The findings showed that, of the 108 gang members surveyed, courtesy of a press release:
- 85.8 per cent had an antisocial personality disorder;
- Two-thirds were alcohol dependent;
- 25.1 per cent screened positive for psychosis;
- More than half (57.4 per cent) were drug dependent;
- Around a third (34.2 per cent) had attempted suicide; and
- More than half (58.9 per cent) had an anxiety disorder.
"No research has previously investigated whether gang violence is related to psychiatric illness, other than substance misuse, or if it places a burden on mental health services," said Professor Jeremy Coid, Director of Forensic Psychiatry Research Unit at Queen Mary, and lead author of the paper, via the release. "It is probable that, among gang members, high levels of anxiety disorder and psychosis were explained by post-traumatic stress disorder (PTSD), the most frequent psychiatric outcome of exposure to violence.
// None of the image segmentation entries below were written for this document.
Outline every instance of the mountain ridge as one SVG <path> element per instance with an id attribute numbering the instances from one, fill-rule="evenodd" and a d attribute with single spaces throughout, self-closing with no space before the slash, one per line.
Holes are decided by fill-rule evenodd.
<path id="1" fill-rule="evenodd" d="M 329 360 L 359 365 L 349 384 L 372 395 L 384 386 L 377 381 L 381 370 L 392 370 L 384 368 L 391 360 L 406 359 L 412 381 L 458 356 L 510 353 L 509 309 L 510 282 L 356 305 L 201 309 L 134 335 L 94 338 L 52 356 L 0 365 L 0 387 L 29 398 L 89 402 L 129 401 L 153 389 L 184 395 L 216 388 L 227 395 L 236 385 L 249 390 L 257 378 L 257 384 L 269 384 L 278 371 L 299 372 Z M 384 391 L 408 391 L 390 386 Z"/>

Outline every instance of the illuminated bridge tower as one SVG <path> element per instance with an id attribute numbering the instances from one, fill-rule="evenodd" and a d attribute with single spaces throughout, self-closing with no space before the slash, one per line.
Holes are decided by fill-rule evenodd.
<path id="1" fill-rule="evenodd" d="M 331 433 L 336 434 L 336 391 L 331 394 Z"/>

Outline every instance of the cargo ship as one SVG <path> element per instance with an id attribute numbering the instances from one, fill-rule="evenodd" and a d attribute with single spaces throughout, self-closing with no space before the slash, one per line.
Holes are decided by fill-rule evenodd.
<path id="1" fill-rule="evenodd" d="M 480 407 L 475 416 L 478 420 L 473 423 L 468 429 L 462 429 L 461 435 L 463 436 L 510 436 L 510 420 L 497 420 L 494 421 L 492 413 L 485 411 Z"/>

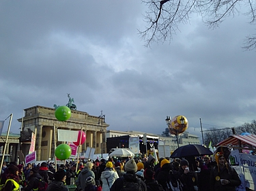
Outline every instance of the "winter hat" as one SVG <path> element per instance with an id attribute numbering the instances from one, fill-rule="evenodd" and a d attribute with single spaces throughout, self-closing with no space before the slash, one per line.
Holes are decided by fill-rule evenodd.
<path id="1" fill-rule="evenodd" d="M 115 162 L 115 167 L 121 167 L 121 163 L 120 163 L 120 162 Z"/>
<path id="2" fill-rule="evenodd" d="M 137 171 L 141 171 L 144 169 L 144 164 L 142 162 L 137 163 Z"/>
<path id="3" fill-rule="evenodd" d="M 102 158 L 102 159 L 100 160 L 100 162 L 103 162 L 103 163 L 106 163 L 106 160 L 104 159 L 104 158 Z"/>
<path id="4" fill-rule="evenodd" d="M 106 168 L 113 168 L 113 162 L 111 162 L 111 161 L 109 161 L 108 162 L 106 162 Z"/>
<path id="5" fill-rule="evenodd" d="M 153 179 L 154 172 L 151 168 L 147 168 L 145 169 L 143 175 L 145 179 Z"/>
<path id="6" fill-rule="evenodd" d="M 180 167 L 180 163 L 176 162 L 176 161 L 173 162 L 173 165 L 174 167 L 174 169 L 177 169 Z"/>
<path id="7" fill-rule="evenodd" d="M 127 161 L 124 165 L 124 170 L 126 172 L 130 171 L 136 173 L 137 171 L 137 165 L 133 158 Z"/>
<path id="8" fill-rule="evenodd" d="M 169 161 L 167 159 L 165 158 L 165 159 L 162 159 L 162 161 L 161 161 L 161 163 L 160 164 L 160 167 L 162 168 L 162 167 L 165 164 L 169 164 L 170 163 L 170 161 Z"/>
<path id="9" fill-rule="evenodd" d="M 54 174 L 54 179 L 57 181 L 62 180 L 64 176 L 66 176 L 66 171 L 63 169 L 59 169 Z"/>
<path id="10" fill-rule="evenodd" d="M 186 160 L 186 159 L 182 159 L 182 161 L 180 161 L 180 167 L 185 166 L 185 165 L 187 165 L 187 166 L 189 165 L 188 161 Z"/>
<path id="11" fill-rule="evenodd" d="M 149 155 L 149 156 L 148 156 L 148 158 L 147 158 L 147 162 L 151 162 L 151 161 L 153 160 L 153 159 L 154 159 L 155 160 L 156 160 L 156 158 L 154 158 L 154 156 L 153 156 L 153 155 L 152 155 L 152 154 L 150 154 Z"/>
<path id="12" fill-rule="evenodd" d="M 18 168 L 16 166 L 10 165 L 8 167 L 9 173 L 15 175 L 16 171 L 18 171 Z"/>
<path id="13" fill-rule="evenodd" d="M 17 165 L 17 167 L 18 167 L 18 169 L 19 170 L 20 170 L 22 168 L 23 168 L 23 166 L 21 165 L 21 164 L 18 164 L 18 165 Z"/>
<path id="14" fill-rule="evenodd" d="M 38 169 L 37 167 L 33 167 L 31 170 L 33 173 L 38 173 Z"/>
<path id="15" fill-rule="evenodd" d="M 225 161 L 226 162 L 227 160 L 226 160 L 226 158 L 225 158 L 223 153 L 222 153 L 221 152 L 218 152 L 214 155 L 214 158 L 215 158 L 216 162 L 217 163 L 218 172 L 220 171 L 220 168 L 219 168 L 219 166 L 218 166 L 218 158 L 220 158 L 221 156 L 223 156 L 225 158 Z M 227 162 L 225 162 L 225 163 L 226 163 L 226 167 L 227 167 Z"/>
<path id="16" fill-rule="evenodd" d="M 85 179 L 86 186 L 95 185 L 95 179 L 93 177 L 87 177 Z"/>
<path id="17" fill-rule="evenodd" d="M 45 162 L 42 162 L 41 167 L 47 167 L 47 163 Z"/>
<path id="18" fill-rule="evenodd" d="M 139 171 L 137 172 L 135 174 L 140 176 L 140 177 L 144 177 L 144 169 L 141 169 L 141 170 L 140 170 Z"/>

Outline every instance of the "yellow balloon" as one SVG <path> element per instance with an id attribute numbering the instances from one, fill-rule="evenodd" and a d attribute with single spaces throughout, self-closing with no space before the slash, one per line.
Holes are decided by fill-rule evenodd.
<path id="1" fill-rule="evenodd" d="M 184 118 L 183 124 L 181 122 L 182 118 Z M 171 119 L 171 125 L 169 130 L 172 135 L 178 135 L 184 133 L 188 127 L 188 121 L 184 116 L 177 116 Z"/>

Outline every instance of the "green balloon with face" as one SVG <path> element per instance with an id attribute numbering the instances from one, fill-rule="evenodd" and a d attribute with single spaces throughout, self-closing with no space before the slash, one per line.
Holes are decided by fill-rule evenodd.
<path id="1" fill-rule="evenodd" d="M 55 149 L 55 156 L 59 160 L 66 160 L 71 155 L 71 147 L 67 144 L 60 144 Z"/>
<path id="2" fill-rule="evenodd" d="M 66 121 L 71 117 L 71 110 L 67 106 L 59 106 L 55 110 L 55 117 L 59 121 Z"/>

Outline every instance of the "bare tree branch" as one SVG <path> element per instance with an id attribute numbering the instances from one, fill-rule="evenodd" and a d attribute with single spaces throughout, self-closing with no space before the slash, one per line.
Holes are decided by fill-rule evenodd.
<path id="1" fill-rule="evenodd" d="M 165 42 L 172 39 L 173 34 L 179 31 L 180 23 L 189 22 L 192 14 L 199 14 L 210 28 L 216 27 L 225 18 L 241 13 L 240 7 L 246 6 L 247 12 L 243 13 L 250 18 L 253 24 L 256 18 L 256 3 L 247 0 L 142 0 L 148 5 L 145 22 L 148 27 L 139 31 L 145 41 L 145 46 L 150 46 L 153 41 Z M 243 3 L 243 4 L 242 4 Z M 247 37 L 243 48 L 256 48 L 256 34 Z"/>

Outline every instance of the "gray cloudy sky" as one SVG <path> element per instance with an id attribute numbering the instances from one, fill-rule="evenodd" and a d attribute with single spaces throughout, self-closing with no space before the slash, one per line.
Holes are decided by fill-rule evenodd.
<path id="1" fill-rule="evenodd" d="M 23 109 L 66 105 L 67 93 L 79 111 L 103 110 L 111 130 L 161 134 L 167 115 L 184 115 L 200 135 L 200 118 L 205 130 L 256 120 L 248 18 L 211 30 L 194 16 L 148 48 L 137 31 L 145 10 L 138 0 L 1 1 L 0 120 L 13 114 L 18 132 Z"/>

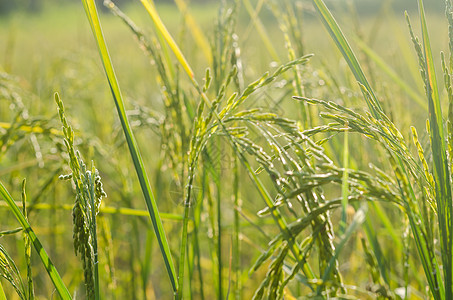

However this could only partly explain the high prevalence of psychosis, which warrants further investigation.
"With street gangs becoming increasingly evident in UK cities, membership should be routinely assessed in young men presenting to healthcare services with psychiatric illness in urban areas with high levels of gang activity."
Study authors said they believe that higher rates of attempted suicide among gang members may be associated with other psychiatric illnesses, including the notion that impulsive violence may not just be directed outwardly, but inwardly as well.
More information regarding the study can be found in the American Journal of Psychiatry.